An error came up where a data frame was being piped to a function that did not accept a data frame as an argument (it accepted a vector)

# starwars data frame was loaded earlier with the ggplot2 package

starwars |>  
  dplyr::n_distinct(species) 
Error in list2(...): object 'species' not found
  • starwars is a data frame.
  • dplyr::n_distinct() only accepts a vector as an argument (check the help ?dplyr::n_distinct)

So we need to pipe a vector to the dplyr::n_distinct() function:

starwars |> 
  dplyr::select(species) |> 
  dplyr::n_distinct() 
[1] 38

dplyr::select() accepts a data frame as its first argument and it return a vector (see the help ?dplyr::select) which we can then pipe to dplyr::n_distinct().

The %>% or |> takes the output of the expression on its left and passes it as the first argument to the function on its right. The class / type of output on the left needs to agree or be acceptable as the first argument to the function on the right.

Other muddy points

  • Remembering applicable functions. Troubleshooting.

This gets better with experience. You are all still very new to R so be patient with yourself.

  • How to organize all of the material to understand the structure of how the R language works, rather than to keep track of all of the commands in an anecdotal way.
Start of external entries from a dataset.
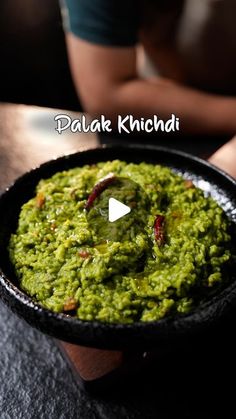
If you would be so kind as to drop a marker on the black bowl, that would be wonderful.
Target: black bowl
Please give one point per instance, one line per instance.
(114, 336)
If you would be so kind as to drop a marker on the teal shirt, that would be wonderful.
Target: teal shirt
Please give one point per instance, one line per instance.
(105, 22)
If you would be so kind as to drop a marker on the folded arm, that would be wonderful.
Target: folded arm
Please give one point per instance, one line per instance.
(107, 82)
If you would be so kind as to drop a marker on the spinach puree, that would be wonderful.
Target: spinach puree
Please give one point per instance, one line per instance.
(161, 259)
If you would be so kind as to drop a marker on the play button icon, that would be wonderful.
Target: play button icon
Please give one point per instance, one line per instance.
(116, 210)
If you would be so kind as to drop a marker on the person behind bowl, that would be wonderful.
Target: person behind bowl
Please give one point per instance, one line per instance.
(156, 57)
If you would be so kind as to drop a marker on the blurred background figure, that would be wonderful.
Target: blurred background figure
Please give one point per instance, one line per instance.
(186, 64)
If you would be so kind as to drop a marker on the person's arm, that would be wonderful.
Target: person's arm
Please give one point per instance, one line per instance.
(107, 83)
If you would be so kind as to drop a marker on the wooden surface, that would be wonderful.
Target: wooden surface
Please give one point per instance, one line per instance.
(28, 138)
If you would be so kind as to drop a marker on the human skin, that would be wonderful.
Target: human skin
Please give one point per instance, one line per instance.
(107, 82)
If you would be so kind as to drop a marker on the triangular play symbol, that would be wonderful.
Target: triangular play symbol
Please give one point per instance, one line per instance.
(117, 210)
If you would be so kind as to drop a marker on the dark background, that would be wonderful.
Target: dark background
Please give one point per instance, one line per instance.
(33, 62)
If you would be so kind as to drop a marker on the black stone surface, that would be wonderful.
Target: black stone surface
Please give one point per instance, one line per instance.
(35, 381)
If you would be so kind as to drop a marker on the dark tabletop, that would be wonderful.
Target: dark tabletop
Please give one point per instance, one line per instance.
(35, 379)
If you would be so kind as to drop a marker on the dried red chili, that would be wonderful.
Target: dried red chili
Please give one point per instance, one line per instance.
(159, 229)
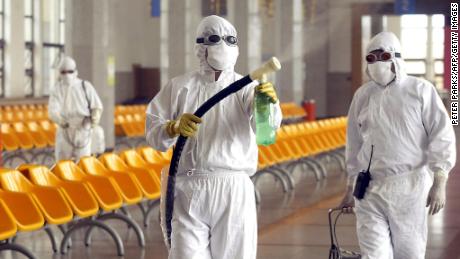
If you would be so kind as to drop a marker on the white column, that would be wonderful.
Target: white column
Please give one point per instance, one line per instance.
(244, 15)
(14, 49)
(37, 50)
(290, 49)
(430, 75)
(164, 39)
(92, 22)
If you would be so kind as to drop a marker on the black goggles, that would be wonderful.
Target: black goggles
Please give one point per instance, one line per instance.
(382, 56)
(215, 39)
(63, 72)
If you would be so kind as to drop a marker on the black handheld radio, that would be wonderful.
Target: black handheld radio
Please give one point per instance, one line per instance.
(362, 182)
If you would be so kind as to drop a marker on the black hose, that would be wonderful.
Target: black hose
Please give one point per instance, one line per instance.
(180, 143)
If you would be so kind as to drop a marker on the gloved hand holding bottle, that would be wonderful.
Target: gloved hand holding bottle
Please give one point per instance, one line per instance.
(267, 89)
(265, 98)
(437, 195)
(186, 125)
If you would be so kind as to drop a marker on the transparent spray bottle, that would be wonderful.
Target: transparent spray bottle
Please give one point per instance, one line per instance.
(264, 116)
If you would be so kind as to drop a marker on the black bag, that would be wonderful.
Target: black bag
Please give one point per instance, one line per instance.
(362, 182)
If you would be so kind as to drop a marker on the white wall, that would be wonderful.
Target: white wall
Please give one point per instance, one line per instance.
(137, 35)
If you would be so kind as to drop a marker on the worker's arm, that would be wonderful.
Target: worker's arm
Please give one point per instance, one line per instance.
(54, 107)
(159, 115)
(354, 141)
(353, 146)
(95, 103)
(441, 153)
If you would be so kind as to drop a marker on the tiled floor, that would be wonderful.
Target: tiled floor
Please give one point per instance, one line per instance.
(291, 225)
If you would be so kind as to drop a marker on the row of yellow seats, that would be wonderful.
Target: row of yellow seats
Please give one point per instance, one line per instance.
(130, 125)
(28, 135)
(130, 109)
(305, 139)
(34, 194)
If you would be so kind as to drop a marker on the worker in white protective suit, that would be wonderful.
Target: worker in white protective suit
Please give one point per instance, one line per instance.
(405, 121)
(75, 106)
(214, 209)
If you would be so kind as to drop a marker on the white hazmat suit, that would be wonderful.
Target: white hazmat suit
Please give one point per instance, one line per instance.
(413, 139)
(76, 108)
(214, 209)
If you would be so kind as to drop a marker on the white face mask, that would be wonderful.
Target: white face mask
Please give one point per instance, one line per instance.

Again, I think that this gets better with experience. Though the R language, being open source, a lot of syntax is package dependent. So you need to be careful that some of the syntax we use with dplyr and the tidyverse will be different in base R or in other packages. This is something that comes with open source software (compared to Stata or SAS). The good news is that learning to use packages sets you up to better learn newer (to you) packages down the road.